Vorhin habe ich mit Sabine Volkmer telefoniert, die über 30 Jahre für ihn gearbeitet hat. Wir haben über die amüsantesten Momente mit ihm gesprochen. Eines fiel uns beiden dann noch ein und wir haben herzhaft lachen müssen und ich dachte, das würde ihm jetzt gefallen:
Vor ca. zwei Jahren im Winter meinte er bei einem Telefonat, dass ihm das Autofahren momentan doch etwas schwerfallen würde. Ich fragte, ob er darüber nachdenken würde, den Führerschein jetzt mit 98 abzugeben? Seine Antwort war so herrlich: Die Fahrertür wäre seit einigen Wochen defekt und er musste über die Beifahrerseite ins Auto klettern und das sei sehr mühsam, da er so schlecht über den Schaltknüppel drüber käme. Er hatte aber keine Lust, die Werkstatt anzurufen, denn dann wäre er nicht motorisiert….
Bei all der Trauer, die mich heute überkommt, muss ich über die vielen Scherze, seine amüsante Art, die Dinge zu beschreiben jetzt lächeln.

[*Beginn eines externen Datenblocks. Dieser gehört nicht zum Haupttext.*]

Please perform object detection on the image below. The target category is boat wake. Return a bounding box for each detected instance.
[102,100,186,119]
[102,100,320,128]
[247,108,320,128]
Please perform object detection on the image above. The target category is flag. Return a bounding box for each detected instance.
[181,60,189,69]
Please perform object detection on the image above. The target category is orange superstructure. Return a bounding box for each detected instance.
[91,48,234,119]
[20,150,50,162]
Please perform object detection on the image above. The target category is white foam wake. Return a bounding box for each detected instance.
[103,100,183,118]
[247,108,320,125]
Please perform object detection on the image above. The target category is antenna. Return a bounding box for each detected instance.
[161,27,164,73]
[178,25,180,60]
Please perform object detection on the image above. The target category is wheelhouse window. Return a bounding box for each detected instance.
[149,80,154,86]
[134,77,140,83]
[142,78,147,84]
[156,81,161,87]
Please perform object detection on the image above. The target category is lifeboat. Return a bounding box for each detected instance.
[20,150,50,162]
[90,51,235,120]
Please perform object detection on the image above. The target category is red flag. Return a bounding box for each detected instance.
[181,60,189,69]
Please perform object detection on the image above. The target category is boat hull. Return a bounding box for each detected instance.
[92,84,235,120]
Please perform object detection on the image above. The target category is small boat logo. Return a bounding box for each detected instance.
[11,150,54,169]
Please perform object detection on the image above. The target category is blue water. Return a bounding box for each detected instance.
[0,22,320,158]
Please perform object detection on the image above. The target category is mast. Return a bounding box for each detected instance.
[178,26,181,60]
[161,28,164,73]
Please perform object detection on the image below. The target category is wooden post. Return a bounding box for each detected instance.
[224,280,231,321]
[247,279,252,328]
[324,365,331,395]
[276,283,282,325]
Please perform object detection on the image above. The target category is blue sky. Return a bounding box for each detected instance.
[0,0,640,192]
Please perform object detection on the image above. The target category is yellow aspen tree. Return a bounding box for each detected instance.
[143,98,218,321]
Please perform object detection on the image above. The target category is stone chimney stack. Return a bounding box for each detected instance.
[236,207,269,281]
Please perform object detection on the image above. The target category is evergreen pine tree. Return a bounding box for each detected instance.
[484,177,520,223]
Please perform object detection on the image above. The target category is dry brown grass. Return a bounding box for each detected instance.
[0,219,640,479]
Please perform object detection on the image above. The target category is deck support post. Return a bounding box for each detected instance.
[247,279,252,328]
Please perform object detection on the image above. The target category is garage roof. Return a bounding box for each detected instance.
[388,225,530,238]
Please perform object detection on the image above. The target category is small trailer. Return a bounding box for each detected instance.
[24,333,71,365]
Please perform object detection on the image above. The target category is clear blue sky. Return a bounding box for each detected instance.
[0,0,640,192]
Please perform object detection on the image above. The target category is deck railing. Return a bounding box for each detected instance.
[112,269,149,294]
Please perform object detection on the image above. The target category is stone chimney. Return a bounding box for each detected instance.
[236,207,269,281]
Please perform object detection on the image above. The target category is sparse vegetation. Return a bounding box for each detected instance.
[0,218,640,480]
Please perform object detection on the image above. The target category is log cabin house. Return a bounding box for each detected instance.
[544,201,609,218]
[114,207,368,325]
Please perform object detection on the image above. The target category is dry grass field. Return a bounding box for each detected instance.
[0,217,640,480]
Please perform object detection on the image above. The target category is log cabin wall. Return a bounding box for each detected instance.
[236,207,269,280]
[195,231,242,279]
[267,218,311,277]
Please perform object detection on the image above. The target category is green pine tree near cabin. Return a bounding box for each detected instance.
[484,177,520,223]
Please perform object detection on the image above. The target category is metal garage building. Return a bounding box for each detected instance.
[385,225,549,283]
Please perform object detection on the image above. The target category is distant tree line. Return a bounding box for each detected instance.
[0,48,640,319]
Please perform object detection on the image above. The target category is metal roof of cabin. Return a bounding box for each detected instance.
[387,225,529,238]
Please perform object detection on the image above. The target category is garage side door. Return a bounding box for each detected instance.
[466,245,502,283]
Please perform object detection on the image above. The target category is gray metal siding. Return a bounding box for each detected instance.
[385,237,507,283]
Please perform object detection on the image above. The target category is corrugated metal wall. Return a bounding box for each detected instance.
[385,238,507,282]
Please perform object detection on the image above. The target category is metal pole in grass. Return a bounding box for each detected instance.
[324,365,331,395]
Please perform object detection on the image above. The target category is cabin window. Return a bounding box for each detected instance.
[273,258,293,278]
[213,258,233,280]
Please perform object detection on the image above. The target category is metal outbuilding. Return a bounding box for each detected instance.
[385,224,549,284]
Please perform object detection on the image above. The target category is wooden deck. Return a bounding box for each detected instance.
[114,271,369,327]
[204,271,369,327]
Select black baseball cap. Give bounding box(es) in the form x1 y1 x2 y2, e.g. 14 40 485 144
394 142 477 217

“Ich bin ein Zeitzeuge”, pflegte er zu sagen. Ja, das war er! Er hat in 100 Jahren so viel gesehen, erfahren und erlebt, wie es nur wenigen vergönnt ist.
Ich möchte ihm danken für die gute Zeit. Dafür, dass ich so viel lernen durfte von diesem wunderbaren alten Mann der mir immer in allen Bereichen mit wertvollen Tipps, Ratschlägen und freundschaftlicher Hilfe zur Seite stand.
Danke Paul Stecken. Ich werde Sie nie vergessen!